Important: This value should be larger than job_worker.shutdown_timeout to allow proper cascading. If the supervisor timeout is too short, workers won’t have time to finish their shutdown sequence.

Recommended values:

  • job_worker.shutdown_timeout: 20 seconds
  • supervisor.shutdown_timeout: 30 seconds (gives 10 seconds buffer)

The supervisor responds to Unix signals for control and debugging:

Triggers the graceful shutdown sequence:

  1. Supervisor forwards signal to all child processes
  2. Child processes begin their shutdown sequences
  3. Supervisor waits up to supervisor.shutdown_timeout seconds
  4. Processes still alive after timeout are killed with SIGKILL
  5. Supervisor exits
Terminal window
# Send TERM signal
kill -TERM <supervisor_pid>
# Or INT signal (both behave identically)
kill -INT <supervisor_pid>

See Signal Handling for detailed shutdown behavior.

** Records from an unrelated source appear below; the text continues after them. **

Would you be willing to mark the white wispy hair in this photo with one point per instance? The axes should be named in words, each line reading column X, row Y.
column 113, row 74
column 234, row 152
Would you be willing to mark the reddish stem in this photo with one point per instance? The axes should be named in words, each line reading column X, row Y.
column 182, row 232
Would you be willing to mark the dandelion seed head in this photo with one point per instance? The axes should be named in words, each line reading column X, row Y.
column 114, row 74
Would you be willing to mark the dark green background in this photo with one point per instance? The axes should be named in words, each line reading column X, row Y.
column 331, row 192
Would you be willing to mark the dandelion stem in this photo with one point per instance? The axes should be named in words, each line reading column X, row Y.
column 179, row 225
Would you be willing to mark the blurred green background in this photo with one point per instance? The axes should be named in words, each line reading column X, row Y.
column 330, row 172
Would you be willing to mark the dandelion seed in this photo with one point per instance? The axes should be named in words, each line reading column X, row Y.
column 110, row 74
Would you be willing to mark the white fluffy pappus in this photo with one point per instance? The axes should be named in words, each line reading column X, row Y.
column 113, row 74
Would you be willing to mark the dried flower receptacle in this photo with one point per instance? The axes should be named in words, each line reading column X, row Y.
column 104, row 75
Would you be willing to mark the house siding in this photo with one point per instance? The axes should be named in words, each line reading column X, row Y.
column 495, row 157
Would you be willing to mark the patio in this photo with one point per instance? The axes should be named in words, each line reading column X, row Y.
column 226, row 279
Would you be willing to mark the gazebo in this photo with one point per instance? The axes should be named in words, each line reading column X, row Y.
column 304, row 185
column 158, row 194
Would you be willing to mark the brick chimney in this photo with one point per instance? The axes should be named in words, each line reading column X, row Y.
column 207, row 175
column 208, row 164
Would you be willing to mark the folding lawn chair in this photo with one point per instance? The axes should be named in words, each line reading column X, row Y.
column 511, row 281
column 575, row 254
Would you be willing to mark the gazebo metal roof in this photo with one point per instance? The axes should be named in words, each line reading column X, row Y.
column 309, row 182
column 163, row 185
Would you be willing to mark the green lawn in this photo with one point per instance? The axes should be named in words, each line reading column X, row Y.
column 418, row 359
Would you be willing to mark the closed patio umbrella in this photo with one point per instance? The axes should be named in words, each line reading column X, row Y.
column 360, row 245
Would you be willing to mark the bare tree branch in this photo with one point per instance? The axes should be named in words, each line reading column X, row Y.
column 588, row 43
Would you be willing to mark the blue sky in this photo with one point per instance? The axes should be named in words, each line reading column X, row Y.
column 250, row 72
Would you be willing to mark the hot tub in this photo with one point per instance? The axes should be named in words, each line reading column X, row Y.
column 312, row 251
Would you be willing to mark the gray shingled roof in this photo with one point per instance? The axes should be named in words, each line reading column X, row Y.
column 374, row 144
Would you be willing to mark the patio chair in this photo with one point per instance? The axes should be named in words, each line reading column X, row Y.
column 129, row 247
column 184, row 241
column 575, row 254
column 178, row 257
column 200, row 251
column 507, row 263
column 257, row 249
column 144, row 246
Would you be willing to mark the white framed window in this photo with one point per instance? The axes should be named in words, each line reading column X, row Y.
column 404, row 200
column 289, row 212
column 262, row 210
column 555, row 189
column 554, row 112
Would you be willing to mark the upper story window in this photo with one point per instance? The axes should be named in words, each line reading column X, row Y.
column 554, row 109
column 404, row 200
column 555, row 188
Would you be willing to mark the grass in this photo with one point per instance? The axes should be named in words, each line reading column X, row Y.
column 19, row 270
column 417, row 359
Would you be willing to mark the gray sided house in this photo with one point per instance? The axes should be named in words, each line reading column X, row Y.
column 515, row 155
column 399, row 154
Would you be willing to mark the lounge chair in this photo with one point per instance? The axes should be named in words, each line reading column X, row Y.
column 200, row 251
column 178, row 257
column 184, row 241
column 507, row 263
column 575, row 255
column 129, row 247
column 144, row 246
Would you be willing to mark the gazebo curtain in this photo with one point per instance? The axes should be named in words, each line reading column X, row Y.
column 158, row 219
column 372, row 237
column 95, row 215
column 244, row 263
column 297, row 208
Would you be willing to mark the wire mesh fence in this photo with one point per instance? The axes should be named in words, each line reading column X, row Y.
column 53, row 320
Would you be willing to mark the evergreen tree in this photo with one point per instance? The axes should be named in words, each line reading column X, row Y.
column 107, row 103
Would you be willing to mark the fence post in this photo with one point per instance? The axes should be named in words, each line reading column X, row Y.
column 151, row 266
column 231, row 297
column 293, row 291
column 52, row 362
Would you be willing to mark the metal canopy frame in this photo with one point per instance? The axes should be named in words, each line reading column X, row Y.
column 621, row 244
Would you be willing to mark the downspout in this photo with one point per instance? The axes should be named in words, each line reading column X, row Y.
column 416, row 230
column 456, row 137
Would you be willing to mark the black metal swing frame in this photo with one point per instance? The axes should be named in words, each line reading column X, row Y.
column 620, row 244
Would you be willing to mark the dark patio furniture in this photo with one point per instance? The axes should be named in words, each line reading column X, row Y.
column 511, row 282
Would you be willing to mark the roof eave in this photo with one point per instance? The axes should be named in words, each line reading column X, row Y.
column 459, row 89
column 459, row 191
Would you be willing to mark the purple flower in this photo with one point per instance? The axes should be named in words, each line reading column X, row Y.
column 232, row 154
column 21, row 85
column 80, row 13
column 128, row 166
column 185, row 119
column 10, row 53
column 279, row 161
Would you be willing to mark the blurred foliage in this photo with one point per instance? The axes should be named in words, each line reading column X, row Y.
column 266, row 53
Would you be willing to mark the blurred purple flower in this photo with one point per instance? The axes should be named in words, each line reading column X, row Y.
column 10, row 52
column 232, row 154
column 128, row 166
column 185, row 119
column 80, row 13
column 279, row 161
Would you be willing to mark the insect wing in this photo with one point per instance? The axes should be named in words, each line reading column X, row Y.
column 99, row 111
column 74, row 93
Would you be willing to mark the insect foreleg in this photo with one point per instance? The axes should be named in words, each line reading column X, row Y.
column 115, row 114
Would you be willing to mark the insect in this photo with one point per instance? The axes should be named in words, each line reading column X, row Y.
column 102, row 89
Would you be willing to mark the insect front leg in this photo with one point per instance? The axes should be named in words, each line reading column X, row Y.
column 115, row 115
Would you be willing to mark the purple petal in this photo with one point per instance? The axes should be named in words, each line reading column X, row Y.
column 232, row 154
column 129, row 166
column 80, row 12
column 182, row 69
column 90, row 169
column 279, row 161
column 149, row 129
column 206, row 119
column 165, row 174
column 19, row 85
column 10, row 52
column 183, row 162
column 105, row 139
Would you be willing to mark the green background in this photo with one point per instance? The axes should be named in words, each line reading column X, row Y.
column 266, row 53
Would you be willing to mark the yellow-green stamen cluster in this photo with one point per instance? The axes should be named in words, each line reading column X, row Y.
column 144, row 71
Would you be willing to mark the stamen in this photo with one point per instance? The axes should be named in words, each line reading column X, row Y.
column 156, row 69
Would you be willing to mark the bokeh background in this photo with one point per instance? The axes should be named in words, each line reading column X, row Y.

Requests thread backtraces from all child processes for debugging hung or slow processes.

Terminal window
kill -TTIN <supervisor_pid>

The supervisor forwards this signal to all children, which dump their thread backtraces to the configured logger. This is invaluable for diagnosing performance issues or deadlocks in production.

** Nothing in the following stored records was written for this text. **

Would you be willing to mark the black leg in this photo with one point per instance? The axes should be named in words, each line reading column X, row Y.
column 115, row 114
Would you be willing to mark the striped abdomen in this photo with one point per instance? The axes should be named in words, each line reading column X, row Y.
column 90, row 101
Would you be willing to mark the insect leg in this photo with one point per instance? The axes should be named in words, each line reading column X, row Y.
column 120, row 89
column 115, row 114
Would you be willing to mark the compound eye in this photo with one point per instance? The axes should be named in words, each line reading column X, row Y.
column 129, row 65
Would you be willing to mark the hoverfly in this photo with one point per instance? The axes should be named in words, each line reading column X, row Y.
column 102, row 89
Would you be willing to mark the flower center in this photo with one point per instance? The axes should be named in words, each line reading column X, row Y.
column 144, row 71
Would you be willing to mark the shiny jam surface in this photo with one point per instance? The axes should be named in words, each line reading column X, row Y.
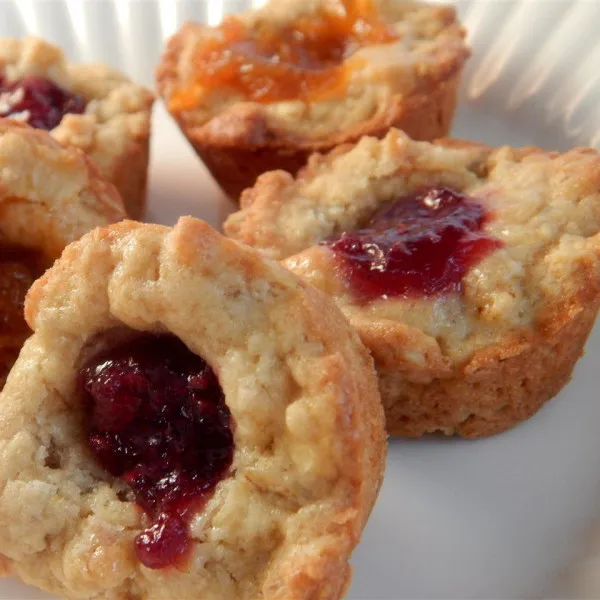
column 303, row 61
column 158, row 420
column 38, row 102
column 419, row 245
column 19, row 268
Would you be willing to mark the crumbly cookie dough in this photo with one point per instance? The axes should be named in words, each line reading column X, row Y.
column 410, row 83
column 114, row 130
column 471, row 363
column 309, row 433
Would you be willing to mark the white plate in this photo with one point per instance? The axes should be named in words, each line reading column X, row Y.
column 497, row 518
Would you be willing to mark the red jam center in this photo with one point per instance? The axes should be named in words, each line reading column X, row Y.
column 158, row 420
column 419, row 245
column 38, row 102
column 268, row 63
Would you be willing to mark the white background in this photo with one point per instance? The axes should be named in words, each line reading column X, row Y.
column 497, row 518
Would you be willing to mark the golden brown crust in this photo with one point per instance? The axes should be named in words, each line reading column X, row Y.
column 309, row 437
column 473, row 362
column 240, row 140
column 115, row 127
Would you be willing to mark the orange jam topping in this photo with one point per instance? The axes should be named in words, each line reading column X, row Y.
column 19, row 268
column 301, row 61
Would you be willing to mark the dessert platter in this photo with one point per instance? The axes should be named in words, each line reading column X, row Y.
column 298, row 302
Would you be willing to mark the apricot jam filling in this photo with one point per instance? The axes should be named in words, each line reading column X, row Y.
column 19, row 268
column 419, row 245
column 303, row 61
column 157, row 419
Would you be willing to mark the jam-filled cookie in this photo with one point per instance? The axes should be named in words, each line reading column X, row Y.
column 189, row 420
column 268, row 87
column 89, row 106
column 49, row 197
column 471, row 273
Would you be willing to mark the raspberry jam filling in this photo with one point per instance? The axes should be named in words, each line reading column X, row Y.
column 38, row 102
column 419, row 245
column 19, row 268
column 158, row 421
column 299, row 61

See TTIN Signal Handling for details.

Register actions to run when the supervisor starts or stops:

config/initializers/ductwork.rb
Ductwork.on_supervisor_start do
Rails.logger.info "Ductwork supervisor starting"
# Initialize monitoring, notify deployment tracking, etc.
end
Ductwork.on_supervisor_stop do
Rails.logger.info "Ductwork supervisor shutting down"
# Flush metrics, notify monitoring systems, etc.
end

These hooks run once per supervisor lifecycle—at the very beginning of startup and the very end of shutdown. Use them for initialization, cleanup, or integration with external systems.

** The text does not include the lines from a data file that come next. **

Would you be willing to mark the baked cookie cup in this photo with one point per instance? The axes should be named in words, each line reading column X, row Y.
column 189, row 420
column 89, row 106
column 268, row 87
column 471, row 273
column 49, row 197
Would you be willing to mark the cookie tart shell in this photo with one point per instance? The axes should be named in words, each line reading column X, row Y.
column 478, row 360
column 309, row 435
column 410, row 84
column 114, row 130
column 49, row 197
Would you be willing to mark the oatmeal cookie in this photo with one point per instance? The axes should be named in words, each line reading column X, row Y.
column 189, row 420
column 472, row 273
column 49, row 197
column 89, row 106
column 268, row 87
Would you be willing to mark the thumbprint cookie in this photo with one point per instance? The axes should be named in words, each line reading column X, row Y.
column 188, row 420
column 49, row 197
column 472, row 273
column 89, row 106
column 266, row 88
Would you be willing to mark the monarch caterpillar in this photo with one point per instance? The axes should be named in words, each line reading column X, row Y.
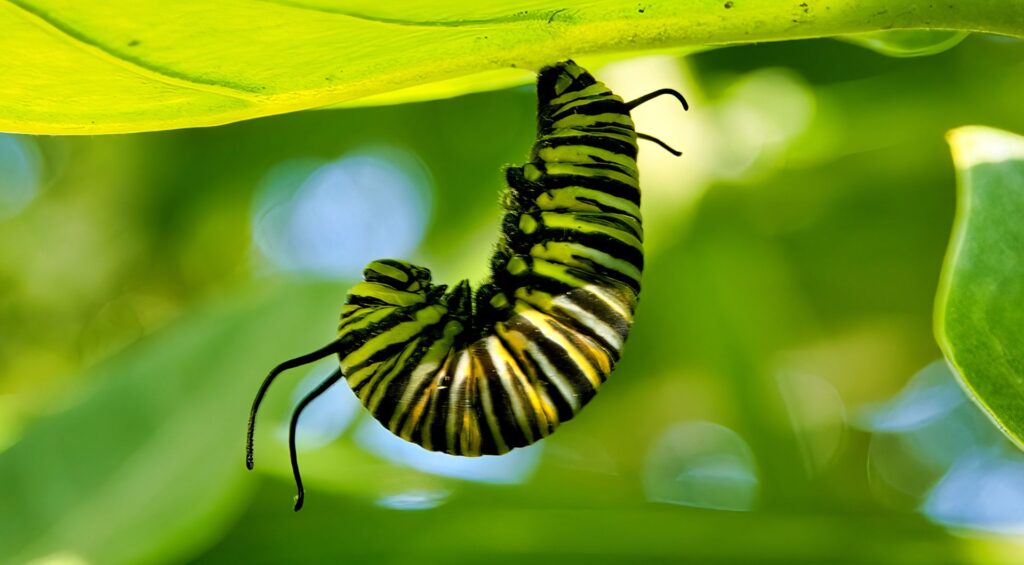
column 473, row 373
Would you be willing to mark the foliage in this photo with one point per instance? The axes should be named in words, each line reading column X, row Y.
column 979, row 319
column 127, row 66
column 793, row 255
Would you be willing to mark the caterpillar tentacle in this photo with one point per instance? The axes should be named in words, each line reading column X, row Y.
column 473, row 373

See Lifecycle Hooks for all available hooks.

Track supervisor health and behavior by monitoring:

  • Supervisor uptime
  • Number of child process restarts
  • Child process spawn rate
  • Failed startup attempts
  • Supervisor CPU and memory usage
  • Total memory across all child processes
  • Open file descriptors
  • Database connection count
  • Time since last heartbeat from each child
  • Heartbeat check frequency
  • Missed heartbeat count
  • Time to complete graceful shutdown
  • Number of processes killed after timeout
  • Shutdown success rate

You can run multiple bin/ductwork instances to isolate pipelines or scale horizontally:

Terminal window
# Critical pipelines with dedicated resources
bin/ductwork -c config/ductwork.critical.yml
# Background pipelines on separate instance
bin/ductwork -c config/ductwork.background.yml
config/ductwork.critical.yml
production:
pipelines:
- ProcessPaymentsPipeline
- SendNotificationsPipeline
job_worker:
worker_count: 20
# config/ductwork.background.yml
production:
pipelines:
- GenerateReportsPipeline
- CleanupDataPipeline
job_worker:
worker_count: 5

Run separate supervisors on different servers for horizontal scaling:

Terminal window
# Server 1 - Handle user-facing pipelines
bin/ductwork -c config/ductwork.user_facing.yml
# Server 2 - Handle batch processing pipelines
bin/ductwork -c config/ductwork.batch.yml

Benefits:

  • Fault isolation (one failing pipeline doesn’t affect others)
  • Resource allocation (dedicate CPU/memory to specific pipelines)
  • Independent scaling (scale critical pipelines without scaling everything)
  • Deployment flexibility (deploy changes to specific pipeline groups)

Considerations:

  • More operational complexity
  • Higher total resource usage (overhead per supervisor)
  • Need coordination for monitoring across instances

Integrate Ductwork with your process manager:

/etc/systemd/system/ductwork.service
[Unit]
Description=Ductwork Pipeline Supervisor
After=network.target postgresql.service
[Service]
Type=simple
User=deploy
WorkingDirectory=/var/www/myapp
ExecStart=/var/www/myapp/bin/ductwork -c config/ductwork.yml
Restart=always
RestartSec=10
[Install]
WantedBy=multi-user.target
# Dockerfile
CMD ["bin/ductwork", "-c", "config/ductwork.production.yml"]
deployment.yaml
apiVersion: apps/v1
kind: Deployment
metadata:
name: ductwork
spec:
replicas: 2
template:
spec:
containers:
- name: ductwork
image: myapp:latest
command: ["bin/ductwork"]
args: ["-c", "config/ductwork.yml"]

The supervisor’s resilient design makes it suitable for containerized environments and orchestration platforms.